"Most people measure their happiness in terms of physical pleasure and material possession. Could they win some visible goal which they have set on the horizon, how happy they could be! Lacking this gift or that circumstance, they would be miserable. If happiness is to be so measured, I who cannot hear or see have every reason to sit in a corner with folded hands and weep. If I am happy in spite of my deprivations, if my happiness is so deep that it is a faith, so thoughtful that it becomes a philosophy of life, - if, in short, I am an optimist, my testimony to the creed of optimism is worth hearing." - Helen Keller
A lot of time has been spent covering the lives of history's most influential figures, but how much of the forest is lost for the trees? In Charles River Editors' American Legends series, listeners can get caught up on the lives of America's most important men and women in the time it takes to finish a commute. And they can do so while learning interesting facts long forgotten or never known.

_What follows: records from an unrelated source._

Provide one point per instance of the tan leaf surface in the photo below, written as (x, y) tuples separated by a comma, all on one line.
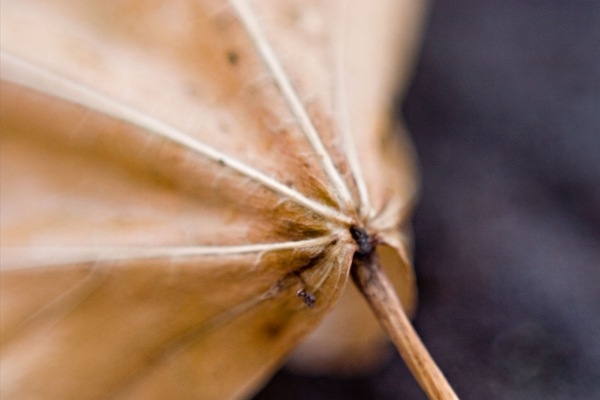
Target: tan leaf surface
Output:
[(174, 175)]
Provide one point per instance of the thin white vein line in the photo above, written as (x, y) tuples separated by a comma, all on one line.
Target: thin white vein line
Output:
[(250, 22), (21, 72), (341, 100), (48, 256)]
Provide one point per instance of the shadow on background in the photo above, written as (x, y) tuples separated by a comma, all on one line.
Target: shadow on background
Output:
[(505, 114)]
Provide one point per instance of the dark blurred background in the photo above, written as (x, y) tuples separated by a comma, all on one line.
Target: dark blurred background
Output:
[(504, 110)]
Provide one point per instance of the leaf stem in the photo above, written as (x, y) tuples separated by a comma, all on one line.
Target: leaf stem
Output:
[(379, 292)]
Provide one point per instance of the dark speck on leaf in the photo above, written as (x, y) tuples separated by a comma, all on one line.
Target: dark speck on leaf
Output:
[(233, 57), (308, 298)]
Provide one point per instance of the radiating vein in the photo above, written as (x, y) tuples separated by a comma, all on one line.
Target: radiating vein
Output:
[(48, 256), (341, 99), (21, 72), (259, 39)]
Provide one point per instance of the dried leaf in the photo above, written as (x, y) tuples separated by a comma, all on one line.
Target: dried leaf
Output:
[(185, 186)]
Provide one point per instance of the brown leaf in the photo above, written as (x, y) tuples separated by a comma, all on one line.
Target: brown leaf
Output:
[(182, 180)]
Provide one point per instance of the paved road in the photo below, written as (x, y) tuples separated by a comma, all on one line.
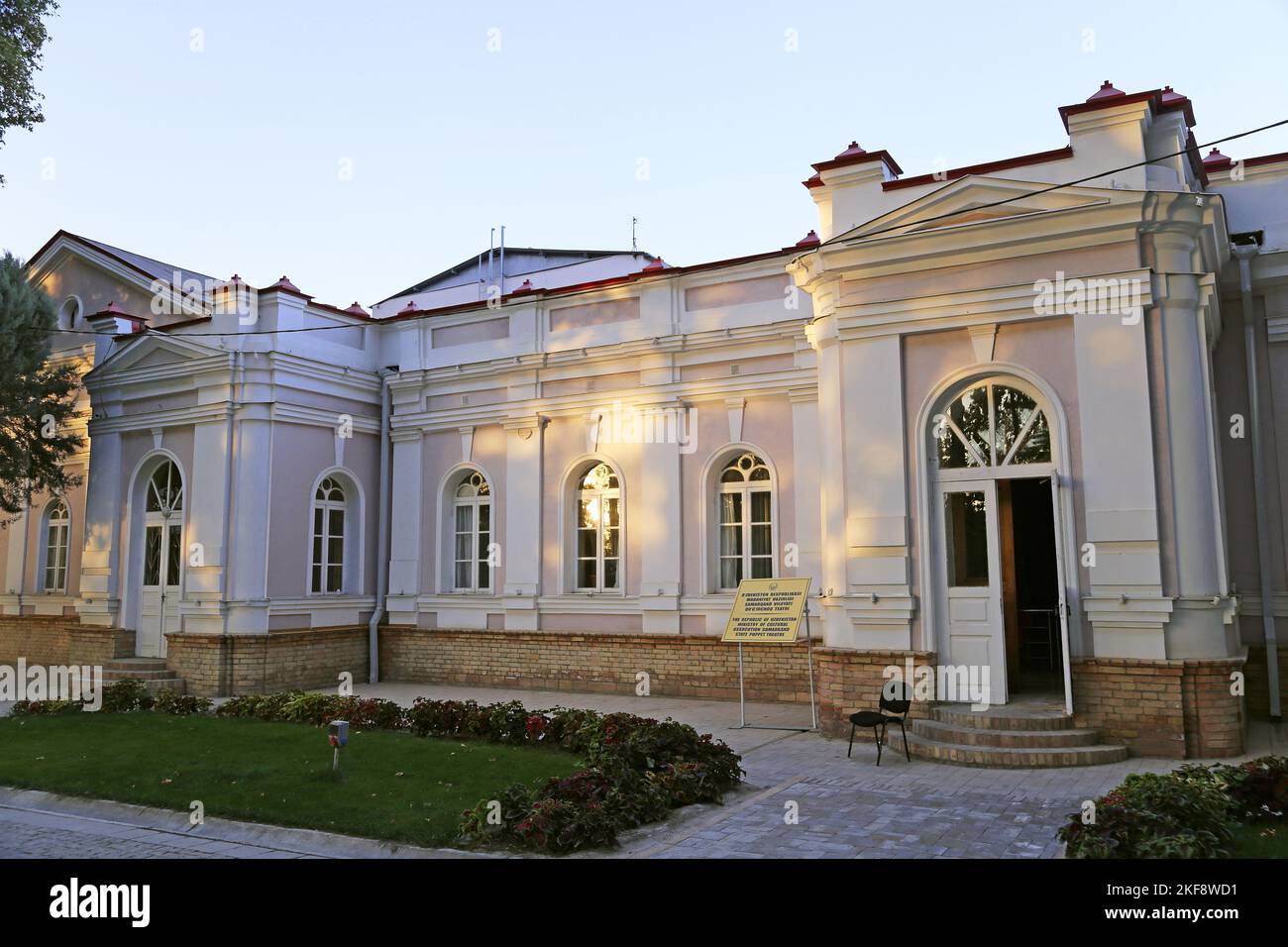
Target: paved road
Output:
[(804, 799)]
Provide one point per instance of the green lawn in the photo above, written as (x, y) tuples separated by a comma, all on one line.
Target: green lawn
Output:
[(1249, 841), (390, 785)]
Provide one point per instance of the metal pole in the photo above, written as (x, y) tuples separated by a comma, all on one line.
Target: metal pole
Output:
[(809, 650), (742, 692)]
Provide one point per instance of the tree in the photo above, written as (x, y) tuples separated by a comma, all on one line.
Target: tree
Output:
[(38, 399), (22, 34)]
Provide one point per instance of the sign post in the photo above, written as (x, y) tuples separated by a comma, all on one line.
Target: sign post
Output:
[(769, 611)]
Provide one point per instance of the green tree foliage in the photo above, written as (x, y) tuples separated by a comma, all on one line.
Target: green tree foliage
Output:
[(22, 35), (38, 399)]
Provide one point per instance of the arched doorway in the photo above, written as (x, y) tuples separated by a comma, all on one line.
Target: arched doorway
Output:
[(996, 554), (160, 574)]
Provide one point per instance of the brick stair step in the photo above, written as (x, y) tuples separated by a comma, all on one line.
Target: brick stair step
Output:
[(980, 736), (1003, 718), (1008, 757)]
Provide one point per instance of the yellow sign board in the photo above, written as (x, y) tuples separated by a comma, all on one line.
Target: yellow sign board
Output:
[(767, 609)]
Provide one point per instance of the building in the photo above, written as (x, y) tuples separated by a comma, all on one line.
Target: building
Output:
[(1009, 418)]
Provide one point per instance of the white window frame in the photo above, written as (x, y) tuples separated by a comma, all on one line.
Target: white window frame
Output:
[(599, 495), (480, 553), (56, 506), (743, 488), (327, 505)]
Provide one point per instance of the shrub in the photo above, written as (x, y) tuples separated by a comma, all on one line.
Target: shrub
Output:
[(174, 702), (1154, 815), (127, 696)]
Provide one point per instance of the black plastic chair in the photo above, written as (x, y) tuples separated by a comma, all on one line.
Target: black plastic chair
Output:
[(897, 698)]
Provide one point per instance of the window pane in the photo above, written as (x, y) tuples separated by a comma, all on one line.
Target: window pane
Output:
[(730, 573), (171, 577), (153, 556), (966, 539), (730, 540), (1012, 411), (1037, 445), (730, 508)]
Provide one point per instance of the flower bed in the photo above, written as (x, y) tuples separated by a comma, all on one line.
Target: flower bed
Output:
[(1192, 812), (636, 768)]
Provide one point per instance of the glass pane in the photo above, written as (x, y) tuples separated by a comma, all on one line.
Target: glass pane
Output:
[(174, 558), (153, 556), (730, 573), (1012, 411), (730, 540), (966, 539), (970, 414), (1037, 444)]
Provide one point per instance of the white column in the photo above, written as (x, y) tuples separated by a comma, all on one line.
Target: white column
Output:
[(404, 531), (523, 505), (661, 560)]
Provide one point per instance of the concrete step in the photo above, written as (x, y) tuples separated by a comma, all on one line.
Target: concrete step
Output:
[(1008, 757), (980, 736), (1004, 718)]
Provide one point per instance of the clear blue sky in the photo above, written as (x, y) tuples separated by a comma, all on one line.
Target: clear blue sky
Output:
[(230, 158)]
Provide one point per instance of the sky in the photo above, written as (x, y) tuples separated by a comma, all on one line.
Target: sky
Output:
[(362, 147)]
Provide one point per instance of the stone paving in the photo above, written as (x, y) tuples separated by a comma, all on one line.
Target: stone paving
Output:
[(803, 799)]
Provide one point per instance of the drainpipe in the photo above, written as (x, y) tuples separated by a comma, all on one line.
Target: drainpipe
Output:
[(381, 534), (1244, 253)]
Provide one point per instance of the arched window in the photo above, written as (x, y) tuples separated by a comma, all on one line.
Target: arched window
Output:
[(472, 534), (599, 530), (56, 528), (746, 541), (991, 424), (329, 532)]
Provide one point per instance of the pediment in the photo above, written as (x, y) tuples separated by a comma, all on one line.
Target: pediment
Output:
[(975, 200)]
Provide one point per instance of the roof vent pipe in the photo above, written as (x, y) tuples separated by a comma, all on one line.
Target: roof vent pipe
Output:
[(1244, 253)]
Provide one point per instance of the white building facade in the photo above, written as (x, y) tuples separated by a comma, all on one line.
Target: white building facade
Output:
[(1000, 424)]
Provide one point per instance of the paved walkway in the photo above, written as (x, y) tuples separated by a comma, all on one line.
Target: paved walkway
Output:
[(803, 799)]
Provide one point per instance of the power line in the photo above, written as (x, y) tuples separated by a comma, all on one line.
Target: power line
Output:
[(973, 209)]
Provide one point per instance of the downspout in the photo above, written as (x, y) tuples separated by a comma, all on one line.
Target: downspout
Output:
[(381, 534), (1244, 253)]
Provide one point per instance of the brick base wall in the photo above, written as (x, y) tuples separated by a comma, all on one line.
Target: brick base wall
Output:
[(1180, 709), (851, 681), (1258, 684), (223, 665), (63, 641), (678, 665)]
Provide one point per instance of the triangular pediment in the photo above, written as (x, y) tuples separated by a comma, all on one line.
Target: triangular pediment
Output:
[(975, 200)]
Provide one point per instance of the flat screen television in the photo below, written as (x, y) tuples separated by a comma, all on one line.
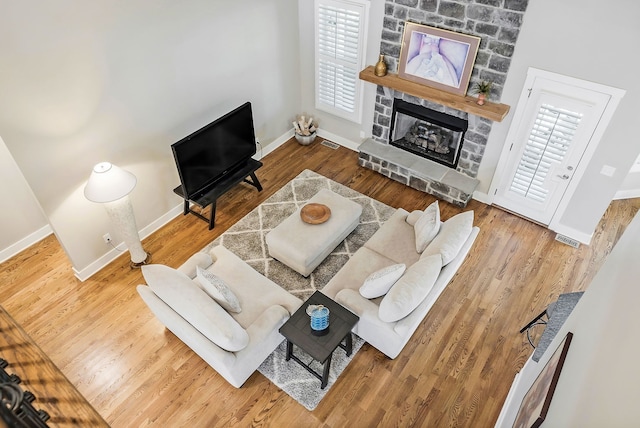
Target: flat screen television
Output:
[(217, 149)]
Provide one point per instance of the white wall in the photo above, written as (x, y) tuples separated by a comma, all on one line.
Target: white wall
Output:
[(598, 386), (121, 81), (589, 40), (21, 217)]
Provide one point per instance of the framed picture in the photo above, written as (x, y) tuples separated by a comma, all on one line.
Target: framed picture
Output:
[(439, 58), (535, 405)]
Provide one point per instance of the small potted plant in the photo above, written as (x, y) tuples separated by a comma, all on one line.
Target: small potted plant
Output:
[(305, 130), (482, 88)]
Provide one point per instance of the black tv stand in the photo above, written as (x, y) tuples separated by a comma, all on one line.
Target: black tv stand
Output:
[(242, 174)]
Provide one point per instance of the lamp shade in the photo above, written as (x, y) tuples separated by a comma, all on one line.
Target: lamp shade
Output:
[(108, 183)]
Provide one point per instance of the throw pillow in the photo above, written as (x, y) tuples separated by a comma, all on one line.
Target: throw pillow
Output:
[(452, 236), (184, 296), (427, 226), (411, 289), (379, 282), (219, 291)]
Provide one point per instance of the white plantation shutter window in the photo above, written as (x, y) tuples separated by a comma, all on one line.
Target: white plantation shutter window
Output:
[(548, 143), (340, 40)]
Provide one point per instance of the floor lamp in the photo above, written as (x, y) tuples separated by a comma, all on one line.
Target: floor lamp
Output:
[(111, 185)]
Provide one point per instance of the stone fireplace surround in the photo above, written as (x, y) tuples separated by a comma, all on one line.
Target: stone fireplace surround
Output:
[(497, 23)]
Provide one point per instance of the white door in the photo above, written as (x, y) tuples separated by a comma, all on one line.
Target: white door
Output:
[(547, 142)]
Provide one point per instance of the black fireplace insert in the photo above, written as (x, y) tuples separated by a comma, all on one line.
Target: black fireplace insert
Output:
[(428, 133)]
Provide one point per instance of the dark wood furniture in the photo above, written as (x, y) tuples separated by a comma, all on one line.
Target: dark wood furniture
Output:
[(297, 331), (53, 392), (220, 188)]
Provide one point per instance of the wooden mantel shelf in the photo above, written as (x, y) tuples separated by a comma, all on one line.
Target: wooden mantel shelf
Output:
[(489, 110)]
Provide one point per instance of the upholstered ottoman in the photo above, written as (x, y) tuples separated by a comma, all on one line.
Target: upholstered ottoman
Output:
[(303, 246)]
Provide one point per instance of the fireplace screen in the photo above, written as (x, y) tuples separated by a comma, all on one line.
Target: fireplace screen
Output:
[(433, 135)]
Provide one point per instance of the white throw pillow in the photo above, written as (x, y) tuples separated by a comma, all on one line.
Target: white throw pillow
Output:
[(452, 236), (427, 226), (219, 291), (379, 282), (411, 289), (194, 305)]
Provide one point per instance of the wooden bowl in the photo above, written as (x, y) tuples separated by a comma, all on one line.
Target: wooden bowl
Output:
[(315, 213)]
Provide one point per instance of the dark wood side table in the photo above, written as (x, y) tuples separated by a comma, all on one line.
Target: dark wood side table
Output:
[(297, 331)]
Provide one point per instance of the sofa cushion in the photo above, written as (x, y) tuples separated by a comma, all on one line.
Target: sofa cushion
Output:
[(194, 305), (379, 282), (452, 236), (395, 240), (219, 291), (427, 226), (411, 289), (198, 259), (414, 216)]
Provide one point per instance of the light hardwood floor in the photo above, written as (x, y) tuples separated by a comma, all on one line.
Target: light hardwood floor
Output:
[(455, 371)]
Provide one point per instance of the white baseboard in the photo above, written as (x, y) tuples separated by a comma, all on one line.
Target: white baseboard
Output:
[(103, 261), (627, 194), (482, 197), (25, 243), (572, 233)]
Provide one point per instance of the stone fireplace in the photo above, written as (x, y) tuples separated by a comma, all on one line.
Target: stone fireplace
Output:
[(453, 179)]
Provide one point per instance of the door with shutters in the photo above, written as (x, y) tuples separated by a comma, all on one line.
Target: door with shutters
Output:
[(547, 142)]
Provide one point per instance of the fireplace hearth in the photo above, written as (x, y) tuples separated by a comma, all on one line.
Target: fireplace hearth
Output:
[(427, 133)]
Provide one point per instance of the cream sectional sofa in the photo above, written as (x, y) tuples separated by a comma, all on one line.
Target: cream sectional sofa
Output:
[(234, 344), (395, 243)]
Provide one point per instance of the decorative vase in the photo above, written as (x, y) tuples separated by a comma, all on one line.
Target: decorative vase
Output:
[(381, 67), (305, 140)]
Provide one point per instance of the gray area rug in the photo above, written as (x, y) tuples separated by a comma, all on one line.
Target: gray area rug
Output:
[(247, 240)]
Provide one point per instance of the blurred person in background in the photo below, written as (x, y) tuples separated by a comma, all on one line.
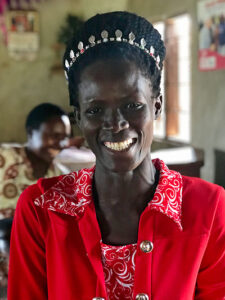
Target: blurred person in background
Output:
[(48, 130)]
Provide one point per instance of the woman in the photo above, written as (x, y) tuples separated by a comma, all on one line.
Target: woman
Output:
[(129, 228), (47, 126)]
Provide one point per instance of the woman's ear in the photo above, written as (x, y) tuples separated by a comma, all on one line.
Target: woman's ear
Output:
[(77, 115), (158, 106)]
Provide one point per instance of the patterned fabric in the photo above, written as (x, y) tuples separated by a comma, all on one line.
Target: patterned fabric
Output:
[(73, 193), (70, 195), (16, 174), (168, 195), (119, 266)]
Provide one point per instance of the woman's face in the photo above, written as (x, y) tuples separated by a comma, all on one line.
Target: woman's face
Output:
[(46, 141), (116, 114)]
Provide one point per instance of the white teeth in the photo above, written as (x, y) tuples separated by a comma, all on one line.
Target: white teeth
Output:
[(118, 146)]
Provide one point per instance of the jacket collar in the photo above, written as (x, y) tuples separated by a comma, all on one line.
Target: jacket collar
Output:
[(168, 195), (73, 193)]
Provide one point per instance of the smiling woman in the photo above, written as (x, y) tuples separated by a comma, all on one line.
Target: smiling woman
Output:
[(124, 229)]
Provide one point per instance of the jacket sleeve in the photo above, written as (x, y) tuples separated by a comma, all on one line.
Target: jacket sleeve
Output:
[(211, 278), (27, 266)]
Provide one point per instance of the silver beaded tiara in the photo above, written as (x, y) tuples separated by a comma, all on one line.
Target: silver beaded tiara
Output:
[(105, 38)]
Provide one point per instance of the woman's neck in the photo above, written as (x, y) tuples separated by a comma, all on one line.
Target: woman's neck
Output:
[(118, 188), (39, 166), (120, 198)]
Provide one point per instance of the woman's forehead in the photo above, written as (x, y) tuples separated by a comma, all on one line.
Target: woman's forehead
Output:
[(114, 78)]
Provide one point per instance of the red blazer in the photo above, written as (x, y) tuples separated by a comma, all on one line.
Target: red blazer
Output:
[(55, 246)]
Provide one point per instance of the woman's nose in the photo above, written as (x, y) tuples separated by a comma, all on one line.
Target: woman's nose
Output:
[(115, 121)]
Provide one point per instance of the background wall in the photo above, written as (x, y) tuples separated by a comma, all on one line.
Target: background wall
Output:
[(25, 84), (208, 88)]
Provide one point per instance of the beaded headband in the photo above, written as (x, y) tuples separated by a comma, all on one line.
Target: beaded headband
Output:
[(105, 39)]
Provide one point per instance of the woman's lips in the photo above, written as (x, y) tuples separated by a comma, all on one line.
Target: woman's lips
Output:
[(120, 146)]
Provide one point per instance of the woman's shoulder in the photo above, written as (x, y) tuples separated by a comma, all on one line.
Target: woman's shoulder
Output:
[(60, 192), (201, 187), (202, 197)]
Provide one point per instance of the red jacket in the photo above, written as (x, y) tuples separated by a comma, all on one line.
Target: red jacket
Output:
[(55, 247)]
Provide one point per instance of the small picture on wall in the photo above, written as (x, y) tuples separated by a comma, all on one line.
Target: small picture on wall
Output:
[(23, 34), (211, 20)]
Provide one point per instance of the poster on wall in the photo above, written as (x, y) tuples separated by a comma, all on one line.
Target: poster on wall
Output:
[(211, 21), (23, 34)]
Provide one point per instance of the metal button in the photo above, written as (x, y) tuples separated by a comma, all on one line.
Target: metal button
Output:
[(146, 246), (142, 297)]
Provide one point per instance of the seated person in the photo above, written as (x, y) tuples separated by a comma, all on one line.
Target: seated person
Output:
[(47, 127)]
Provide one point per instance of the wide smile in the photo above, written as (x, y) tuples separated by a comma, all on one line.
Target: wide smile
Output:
[(120, 146)]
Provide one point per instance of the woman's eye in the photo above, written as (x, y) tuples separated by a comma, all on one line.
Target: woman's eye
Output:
[(93, 110), (134, 105)]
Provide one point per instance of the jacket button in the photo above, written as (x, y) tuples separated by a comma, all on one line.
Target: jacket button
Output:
[(142, 297), (146, 246)]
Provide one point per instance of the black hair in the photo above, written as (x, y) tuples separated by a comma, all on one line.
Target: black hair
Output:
[(42, 113), (125, 22)]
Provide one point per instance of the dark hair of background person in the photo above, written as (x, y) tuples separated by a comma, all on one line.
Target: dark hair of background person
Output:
[(116, 50), (41, 114)]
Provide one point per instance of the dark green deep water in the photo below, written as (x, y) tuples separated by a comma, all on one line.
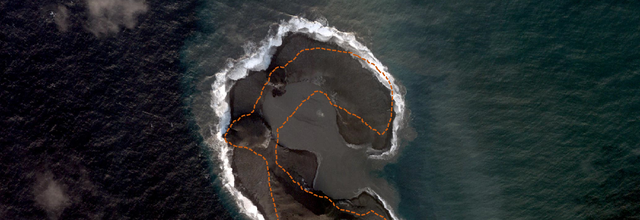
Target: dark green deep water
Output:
[(523, 110)]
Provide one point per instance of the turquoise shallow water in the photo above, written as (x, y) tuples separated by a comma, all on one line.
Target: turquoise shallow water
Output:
[(523, 110)]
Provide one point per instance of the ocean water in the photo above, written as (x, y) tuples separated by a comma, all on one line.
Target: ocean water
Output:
[(520, 110)]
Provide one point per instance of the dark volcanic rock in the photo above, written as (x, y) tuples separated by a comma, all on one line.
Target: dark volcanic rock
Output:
[(335, 74)]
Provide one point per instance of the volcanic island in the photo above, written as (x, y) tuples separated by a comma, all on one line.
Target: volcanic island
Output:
[(323, 146)]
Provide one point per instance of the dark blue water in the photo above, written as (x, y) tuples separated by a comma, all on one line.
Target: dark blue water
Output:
[(523, 110)]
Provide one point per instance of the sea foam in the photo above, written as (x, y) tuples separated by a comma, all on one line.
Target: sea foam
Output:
[(259, 58)]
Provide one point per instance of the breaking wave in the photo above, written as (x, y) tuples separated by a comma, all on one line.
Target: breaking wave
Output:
[(259, 58)]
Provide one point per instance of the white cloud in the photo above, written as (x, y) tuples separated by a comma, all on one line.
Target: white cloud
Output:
[(107, 16), (50, 195)]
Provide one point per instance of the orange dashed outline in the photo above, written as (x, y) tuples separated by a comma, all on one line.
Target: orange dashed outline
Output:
[(285, 122)]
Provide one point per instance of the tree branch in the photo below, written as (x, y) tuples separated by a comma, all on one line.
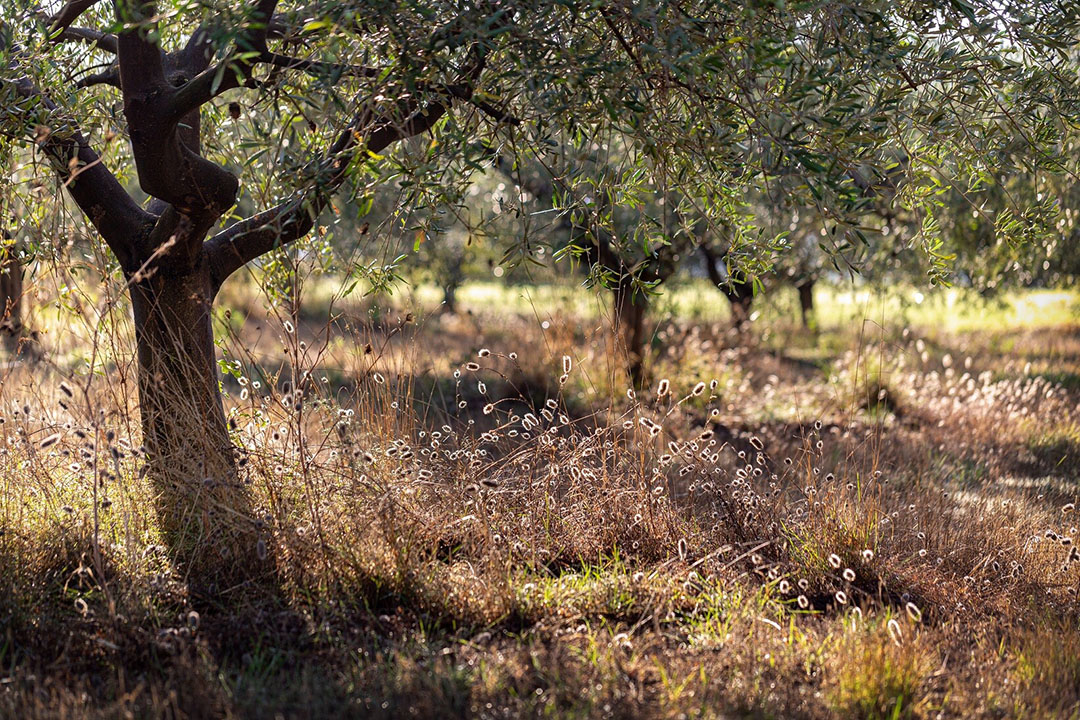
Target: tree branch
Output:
[(109, 77), (105, 41), (169, 167), (99, 195), (241, 243), (68, 14)]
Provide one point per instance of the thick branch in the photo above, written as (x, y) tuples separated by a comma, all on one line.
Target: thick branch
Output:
[(241, 243), (169, 167), (69, 13), (231, 72), (107, 205), (109, 77)]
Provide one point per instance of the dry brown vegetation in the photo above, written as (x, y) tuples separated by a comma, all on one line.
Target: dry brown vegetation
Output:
[(468, 516)]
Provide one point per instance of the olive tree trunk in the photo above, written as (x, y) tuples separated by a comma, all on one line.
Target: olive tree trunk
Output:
[(631, 309), (204, 511)]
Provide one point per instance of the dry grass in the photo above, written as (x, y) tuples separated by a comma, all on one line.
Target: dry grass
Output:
[(458, 522)]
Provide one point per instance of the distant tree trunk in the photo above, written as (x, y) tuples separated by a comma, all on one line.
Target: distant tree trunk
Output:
[(450, 299), (11, 298), (203, 510), (806, 300), (630, 312), (451, 280), (741, 296), (739, 293)]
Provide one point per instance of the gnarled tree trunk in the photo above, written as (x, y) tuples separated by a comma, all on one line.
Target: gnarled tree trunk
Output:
[(204, 511)]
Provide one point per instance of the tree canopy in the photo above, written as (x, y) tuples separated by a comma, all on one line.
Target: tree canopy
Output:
[(280, 107)]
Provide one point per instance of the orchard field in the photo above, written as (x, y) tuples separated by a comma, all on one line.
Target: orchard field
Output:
[(469, 516)]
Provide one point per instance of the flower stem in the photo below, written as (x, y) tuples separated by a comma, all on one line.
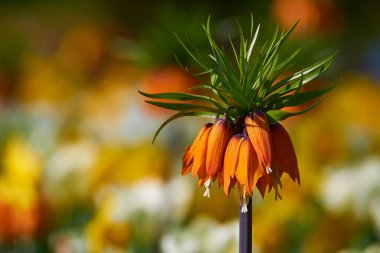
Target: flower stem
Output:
[(245, 230)]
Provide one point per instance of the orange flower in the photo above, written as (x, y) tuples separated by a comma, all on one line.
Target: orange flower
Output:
[(194, 159), (218, 139), (284, 156), (258, 131), (248, 170), (230, 163)]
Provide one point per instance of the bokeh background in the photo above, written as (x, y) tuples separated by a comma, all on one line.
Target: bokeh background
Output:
[(78, 172)]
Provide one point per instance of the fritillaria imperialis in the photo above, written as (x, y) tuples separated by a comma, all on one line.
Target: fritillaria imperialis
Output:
[(246, 146)]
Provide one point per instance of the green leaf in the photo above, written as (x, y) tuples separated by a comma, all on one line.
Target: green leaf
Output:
[(180, 115), (307, 96), (278, 115), (309, 74), (177, 96), (182, 106)]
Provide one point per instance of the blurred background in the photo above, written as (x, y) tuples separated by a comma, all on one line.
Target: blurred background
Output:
[(78, 172)]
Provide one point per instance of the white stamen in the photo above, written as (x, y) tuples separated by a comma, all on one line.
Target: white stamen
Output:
[(207, 185), (244, 205), (207, 193)]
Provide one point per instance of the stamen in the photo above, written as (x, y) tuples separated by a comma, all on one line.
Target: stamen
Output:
[(207, 185), (244, 205)]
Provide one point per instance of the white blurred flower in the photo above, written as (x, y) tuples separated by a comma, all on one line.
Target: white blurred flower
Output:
[(152, 198), (356, 189), (67, 169), (202, 235)]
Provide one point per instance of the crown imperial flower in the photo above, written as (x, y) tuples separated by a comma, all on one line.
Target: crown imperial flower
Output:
[(259, 134), (248, 148)]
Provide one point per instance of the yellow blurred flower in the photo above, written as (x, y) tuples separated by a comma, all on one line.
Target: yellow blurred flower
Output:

To say Helen Keller is one of the most unique figures in American history would be an understatement. As a young child, Helen lost both her vision and hearing, leaving her deaf and blind: an almost hopelessly debilitating condition that left her literally trapped, unable to communicate with anyone. As she would later write, "My life was without past or future; death, the pessimist would say, 'a consummation devoutly to be wished'". Nobody would have blamed her for being hopelessly frustrated and imprisoned by her disabilities; in fact, that was to be expected. When her famous teacher, Anne Sullivan, brought Helen a doll and tried to teach her a few words by spelling them into her hand, the child became so frustrated that she broke the doll.